Hydrologist, geologist and palaeontologist Dr. Gideon Groenewald said the current rainfall received in drought-stricken areas across the country may appear to be sufficient, but it was not.
Groenewald said in places like Makhanda, formerly known as Grahamstown, and Graaff-Reinet where over 40mm of rain was received, the dams were still empty.
South Africa’s Department of Water and Sanitation said the rains in Gauteng, parts of Mpumalanga and Limpopo also failed to improve the country’s water situation, with dam levels still dropping by one percent weekly.
National dam levels have dropped from 57.6% to 56.1% this week.
Department spokesperson Sputnik Ratau said hydrologists attributed this state of affairs to the heavy rains falling in regions that have little or no catchment areas.
“The latest report that was issued by the department suggests the heavy rains only had an impact on smaller dams in regions that did not have sufficient catchment areas to harness rainwater,” said Ratau.

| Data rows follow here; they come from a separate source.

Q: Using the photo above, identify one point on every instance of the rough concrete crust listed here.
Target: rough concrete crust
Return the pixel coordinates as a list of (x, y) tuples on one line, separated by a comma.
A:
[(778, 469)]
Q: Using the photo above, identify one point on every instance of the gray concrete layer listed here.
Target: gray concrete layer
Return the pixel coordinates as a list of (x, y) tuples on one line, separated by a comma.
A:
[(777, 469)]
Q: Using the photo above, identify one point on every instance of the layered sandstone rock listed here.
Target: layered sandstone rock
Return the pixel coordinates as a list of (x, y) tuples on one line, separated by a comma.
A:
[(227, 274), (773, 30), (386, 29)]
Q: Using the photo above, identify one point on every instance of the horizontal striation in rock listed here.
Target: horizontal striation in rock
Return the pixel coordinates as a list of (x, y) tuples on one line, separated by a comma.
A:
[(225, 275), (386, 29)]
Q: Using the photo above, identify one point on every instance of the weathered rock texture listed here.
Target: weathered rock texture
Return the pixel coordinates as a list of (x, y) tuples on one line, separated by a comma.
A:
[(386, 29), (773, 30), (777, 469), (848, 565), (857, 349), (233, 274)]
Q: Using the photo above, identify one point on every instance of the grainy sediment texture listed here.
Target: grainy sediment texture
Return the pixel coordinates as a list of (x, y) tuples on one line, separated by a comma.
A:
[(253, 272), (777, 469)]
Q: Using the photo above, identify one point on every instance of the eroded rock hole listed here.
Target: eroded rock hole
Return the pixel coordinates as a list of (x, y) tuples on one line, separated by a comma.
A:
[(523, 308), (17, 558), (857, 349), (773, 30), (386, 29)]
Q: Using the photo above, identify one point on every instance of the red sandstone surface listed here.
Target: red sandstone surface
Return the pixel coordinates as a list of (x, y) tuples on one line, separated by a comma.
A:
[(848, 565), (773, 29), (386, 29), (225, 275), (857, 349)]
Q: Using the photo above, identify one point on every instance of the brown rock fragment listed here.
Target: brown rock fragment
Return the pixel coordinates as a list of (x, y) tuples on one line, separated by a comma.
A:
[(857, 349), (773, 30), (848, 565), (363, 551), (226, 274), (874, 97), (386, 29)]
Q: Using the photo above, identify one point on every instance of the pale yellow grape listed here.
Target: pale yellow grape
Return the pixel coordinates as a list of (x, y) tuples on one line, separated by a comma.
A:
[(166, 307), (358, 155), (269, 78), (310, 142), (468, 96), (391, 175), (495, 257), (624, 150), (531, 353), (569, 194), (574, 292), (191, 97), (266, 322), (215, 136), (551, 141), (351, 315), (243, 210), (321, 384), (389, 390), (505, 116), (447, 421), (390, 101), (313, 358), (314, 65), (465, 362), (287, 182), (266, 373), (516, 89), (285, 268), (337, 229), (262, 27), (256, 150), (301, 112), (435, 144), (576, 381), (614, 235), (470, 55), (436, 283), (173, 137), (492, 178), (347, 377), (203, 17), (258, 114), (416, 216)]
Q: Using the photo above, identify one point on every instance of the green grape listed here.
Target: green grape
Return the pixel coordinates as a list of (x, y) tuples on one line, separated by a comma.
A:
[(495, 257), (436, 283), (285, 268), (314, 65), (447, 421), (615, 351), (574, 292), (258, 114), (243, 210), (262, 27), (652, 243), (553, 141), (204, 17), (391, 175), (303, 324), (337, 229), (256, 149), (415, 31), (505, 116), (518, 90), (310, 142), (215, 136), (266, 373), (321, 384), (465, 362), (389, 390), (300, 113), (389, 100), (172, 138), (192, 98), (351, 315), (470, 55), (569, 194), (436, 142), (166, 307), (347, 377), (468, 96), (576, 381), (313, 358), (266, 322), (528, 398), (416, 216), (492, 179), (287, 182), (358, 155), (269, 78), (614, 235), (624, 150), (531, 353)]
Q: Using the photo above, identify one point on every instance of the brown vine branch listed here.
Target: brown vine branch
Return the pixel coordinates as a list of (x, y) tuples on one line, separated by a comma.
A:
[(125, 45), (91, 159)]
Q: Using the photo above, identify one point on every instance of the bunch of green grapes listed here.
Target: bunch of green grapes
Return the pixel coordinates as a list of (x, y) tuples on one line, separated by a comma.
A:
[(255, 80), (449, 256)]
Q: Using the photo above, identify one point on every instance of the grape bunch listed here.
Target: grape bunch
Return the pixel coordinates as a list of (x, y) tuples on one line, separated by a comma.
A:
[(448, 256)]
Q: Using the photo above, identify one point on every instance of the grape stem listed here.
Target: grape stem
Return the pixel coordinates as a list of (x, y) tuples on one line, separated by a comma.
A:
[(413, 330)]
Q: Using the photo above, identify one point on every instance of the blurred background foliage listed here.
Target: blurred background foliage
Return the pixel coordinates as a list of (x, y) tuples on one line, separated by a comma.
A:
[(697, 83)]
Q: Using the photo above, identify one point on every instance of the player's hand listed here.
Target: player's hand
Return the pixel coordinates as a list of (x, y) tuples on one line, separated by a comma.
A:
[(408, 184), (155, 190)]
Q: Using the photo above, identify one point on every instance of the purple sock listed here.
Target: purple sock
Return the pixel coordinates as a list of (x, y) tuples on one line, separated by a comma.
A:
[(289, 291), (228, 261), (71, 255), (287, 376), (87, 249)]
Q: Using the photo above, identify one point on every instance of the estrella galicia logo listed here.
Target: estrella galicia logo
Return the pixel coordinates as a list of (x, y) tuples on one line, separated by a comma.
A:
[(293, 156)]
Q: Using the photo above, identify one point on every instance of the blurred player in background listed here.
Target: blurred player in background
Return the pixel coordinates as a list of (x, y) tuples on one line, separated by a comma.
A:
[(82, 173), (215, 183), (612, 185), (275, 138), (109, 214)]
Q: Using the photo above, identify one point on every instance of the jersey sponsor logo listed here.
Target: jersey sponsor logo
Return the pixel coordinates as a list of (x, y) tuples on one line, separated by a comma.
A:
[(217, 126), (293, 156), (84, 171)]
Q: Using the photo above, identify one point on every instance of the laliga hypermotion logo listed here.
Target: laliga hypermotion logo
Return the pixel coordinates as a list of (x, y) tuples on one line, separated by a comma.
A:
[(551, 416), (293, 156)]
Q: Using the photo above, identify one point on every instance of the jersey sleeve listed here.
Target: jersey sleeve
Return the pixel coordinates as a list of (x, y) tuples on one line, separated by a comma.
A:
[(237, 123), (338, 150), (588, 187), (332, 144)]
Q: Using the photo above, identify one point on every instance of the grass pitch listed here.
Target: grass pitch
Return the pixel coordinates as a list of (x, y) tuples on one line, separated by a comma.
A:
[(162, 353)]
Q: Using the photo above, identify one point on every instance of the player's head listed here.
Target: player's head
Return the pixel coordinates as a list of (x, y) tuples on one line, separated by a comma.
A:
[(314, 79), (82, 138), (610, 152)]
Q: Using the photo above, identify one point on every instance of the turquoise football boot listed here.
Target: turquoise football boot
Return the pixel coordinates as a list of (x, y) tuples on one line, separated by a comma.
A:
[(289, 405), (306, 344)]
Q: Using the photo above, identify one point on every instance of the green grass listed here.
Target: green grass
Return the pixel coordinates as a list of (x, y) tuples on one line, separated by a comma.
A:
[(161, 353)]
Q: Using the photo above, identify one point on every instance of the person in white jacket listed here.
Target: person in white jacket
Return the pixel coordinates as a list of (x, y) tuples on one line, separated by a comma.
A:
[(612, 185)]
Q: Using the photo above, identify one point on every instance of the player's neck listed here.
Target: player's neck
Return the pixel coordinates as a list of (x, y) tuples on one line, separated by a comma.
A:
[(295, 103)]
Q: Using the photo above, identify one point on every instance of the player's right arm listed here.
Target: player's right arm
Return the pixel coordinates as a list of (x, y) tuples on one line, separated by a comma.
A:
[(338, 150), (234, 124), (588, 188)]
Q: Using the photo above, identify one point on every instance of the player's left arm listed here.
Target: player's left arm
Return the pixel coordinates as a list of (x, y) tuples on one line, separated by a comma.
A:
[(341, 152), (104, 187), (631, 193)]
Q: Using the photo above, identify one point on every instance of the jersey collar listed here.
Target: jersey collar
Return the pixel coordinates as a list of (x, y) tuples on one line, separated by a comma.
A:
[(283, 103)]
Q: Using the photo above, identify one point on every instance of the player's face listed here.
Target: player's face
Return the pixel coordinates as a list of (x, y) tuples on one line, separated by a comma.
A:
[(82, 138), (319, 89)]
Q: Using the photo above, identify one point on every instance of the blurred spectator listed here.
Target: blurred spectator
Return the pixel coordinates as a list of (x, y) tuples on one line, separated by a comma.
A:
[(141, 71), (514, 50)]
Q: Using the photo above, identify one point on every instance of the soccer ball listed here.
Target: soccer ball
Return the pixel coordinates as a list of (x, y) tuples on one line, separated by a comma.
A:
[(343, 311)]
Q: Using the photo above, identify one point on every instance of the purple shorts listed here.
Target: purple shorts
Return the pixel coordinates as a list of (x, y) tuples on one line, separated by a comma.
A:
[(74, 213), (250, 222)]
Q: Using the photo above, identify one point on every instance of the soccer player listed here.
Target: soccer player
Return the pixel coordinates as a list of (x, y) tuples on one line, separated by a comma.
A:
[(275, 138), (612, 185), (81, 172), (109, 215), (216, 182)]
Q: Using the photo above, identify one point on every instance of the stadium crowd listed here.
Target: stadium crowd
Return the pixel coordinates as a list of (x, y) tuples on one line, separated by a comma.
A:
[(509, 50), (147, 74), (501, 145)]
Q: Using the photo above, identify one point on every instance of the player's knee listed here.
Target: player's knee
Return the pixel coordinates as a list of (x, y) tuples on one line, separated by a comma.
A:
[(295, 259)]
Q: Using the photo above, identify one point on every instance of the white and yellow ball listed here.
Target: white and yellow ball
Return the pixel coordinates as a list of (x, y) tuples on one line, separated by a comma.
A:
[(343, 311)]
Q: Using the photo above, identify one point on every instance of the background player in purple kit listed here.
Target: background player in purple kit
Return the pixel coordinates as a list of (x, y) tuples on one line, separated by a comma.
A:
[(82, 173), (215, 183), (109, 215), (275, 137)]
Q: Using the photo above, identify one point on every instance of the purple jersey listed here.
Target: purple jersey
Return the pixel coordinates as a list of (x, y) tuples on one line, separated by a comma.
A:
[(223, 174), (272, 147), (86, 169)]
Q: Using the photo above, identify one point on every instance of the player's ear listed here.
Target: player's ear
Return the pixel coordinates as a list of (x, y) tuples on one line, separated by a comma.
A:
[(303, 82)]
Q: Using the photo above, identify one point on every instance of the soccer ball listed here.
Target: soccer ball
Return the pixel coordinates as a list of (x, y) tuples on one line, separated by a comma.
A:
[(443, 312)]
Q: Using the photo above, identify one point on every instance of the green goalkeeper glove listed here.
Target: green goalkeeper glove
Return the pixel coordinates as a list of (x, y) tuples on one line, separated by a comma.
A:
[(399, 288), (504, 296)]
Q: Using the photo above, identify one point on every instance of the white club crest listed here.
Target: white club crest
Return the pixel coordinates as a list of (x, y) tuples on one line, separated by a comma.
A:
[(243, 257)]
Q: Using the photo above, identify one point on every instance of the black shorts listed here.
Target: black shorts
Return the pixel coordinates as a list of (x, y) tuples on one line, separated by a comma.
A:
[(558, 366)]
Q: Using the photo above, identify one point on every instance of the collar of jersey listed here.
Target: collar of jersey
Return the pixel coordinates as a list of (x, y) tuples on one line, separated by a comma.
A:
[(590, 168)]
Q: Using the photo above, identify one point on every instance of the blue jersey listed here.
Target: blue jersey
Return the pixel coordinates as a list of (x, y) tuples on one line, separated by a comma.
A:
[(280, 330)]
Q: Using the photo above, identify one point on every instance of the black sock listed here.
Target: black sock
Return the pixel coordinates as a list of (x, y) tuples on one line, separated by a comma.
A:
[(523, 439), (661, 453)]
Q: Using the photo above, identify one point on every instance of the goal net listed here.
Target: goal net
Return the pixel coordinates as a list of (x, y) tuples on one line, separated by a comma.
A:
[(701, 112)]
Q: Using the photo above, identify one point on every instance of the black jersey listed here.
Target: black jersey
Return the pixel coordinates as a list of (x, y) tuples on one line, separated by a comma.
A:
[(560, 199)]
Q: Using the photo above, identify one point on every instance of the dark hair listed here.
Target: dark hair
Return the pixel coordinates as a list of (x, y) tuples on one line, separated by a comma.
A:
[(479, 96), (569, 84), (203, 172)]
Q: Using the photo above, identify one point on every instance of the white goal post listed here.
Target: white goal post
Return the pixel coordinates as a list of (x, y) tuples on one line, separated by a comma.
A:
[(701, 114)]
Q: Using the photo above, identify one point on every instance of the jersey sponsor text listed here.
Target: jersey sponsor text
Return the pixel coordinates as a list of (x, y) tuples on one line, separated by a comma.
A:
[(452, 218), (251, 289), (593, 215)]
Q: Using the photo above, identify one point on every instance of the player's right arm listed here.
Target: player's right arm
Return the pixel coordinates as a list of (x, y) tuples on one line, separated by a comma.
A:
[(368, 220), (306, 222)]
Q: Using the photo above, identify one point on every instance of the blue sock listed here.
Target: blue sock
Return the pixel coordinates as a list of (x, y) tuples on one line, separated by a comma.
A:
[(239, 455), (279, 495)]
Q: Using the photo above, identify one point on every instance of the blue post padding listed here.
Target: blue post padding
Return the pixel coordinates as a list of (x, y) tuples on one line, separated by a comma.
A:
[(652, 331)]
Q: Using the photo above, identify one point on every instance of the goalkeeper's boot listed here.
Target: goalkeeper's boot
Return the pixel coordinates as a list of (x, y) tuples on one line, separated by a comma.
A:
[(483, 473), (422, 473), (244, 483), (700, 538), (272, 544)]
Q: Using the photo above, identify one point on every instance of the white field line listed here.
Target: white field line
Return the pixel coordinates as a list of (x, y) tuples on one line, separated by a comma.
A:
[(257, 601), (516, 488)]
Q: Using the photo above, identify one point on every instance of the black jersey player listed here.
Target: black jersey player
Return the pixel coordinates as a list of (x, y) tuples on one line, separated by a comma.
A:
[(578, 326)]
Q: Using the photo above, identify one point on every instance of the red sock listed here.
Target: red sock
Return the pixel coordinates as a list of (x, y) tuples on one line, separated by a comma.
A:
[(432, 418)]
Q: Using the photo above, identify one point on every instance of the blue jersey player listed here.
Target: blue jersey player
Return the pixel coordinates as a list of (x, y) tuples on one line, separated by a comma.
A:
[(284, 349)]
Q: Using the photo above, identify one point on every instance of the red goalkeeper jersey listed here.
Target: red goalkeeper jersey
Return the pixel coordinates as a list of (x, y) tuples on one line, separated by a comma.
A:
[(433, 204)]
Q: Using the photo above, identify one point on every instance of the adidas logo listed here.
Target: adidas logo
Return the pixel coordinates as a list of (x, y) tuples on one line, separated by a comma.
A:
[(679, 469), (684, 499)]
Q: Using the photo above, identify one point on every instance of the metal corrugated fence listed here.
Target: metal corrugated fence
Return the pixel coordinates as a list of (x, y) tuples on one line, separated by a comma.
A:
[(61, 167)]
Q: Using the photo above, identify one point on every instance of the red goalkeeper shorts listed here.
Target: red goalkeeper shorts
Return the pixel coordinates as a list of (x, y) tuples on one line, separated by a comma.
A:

An overview report by the department shows that overall, at the national level, dams are still at a lower average level and still falling slightly despite a few increases.
“Dams in the Eastern Cape, KwaZulu-Natal, Western Cape and Lesotho continued their modest decreases, while significant drops were recorded in the Free State and Western Cape. The Western Cape has entered its dry summer hydrological season until May next year. Dams in Mpumalanga, upper Limpopo and the northern Free State will benefit from the Gauteng run-off over the next week,” according to the report.
“The weekly report painted a gloomy picture of the water situation in the Eastern Cape, where vast parts of the region are experiencing extremely dry conditions to a complete drought. Regions under stress are Butterworth, towns falling under the Chris Hani District Municipality and eight others under the jurisdiction of Joe Gqabi,” Ratau said.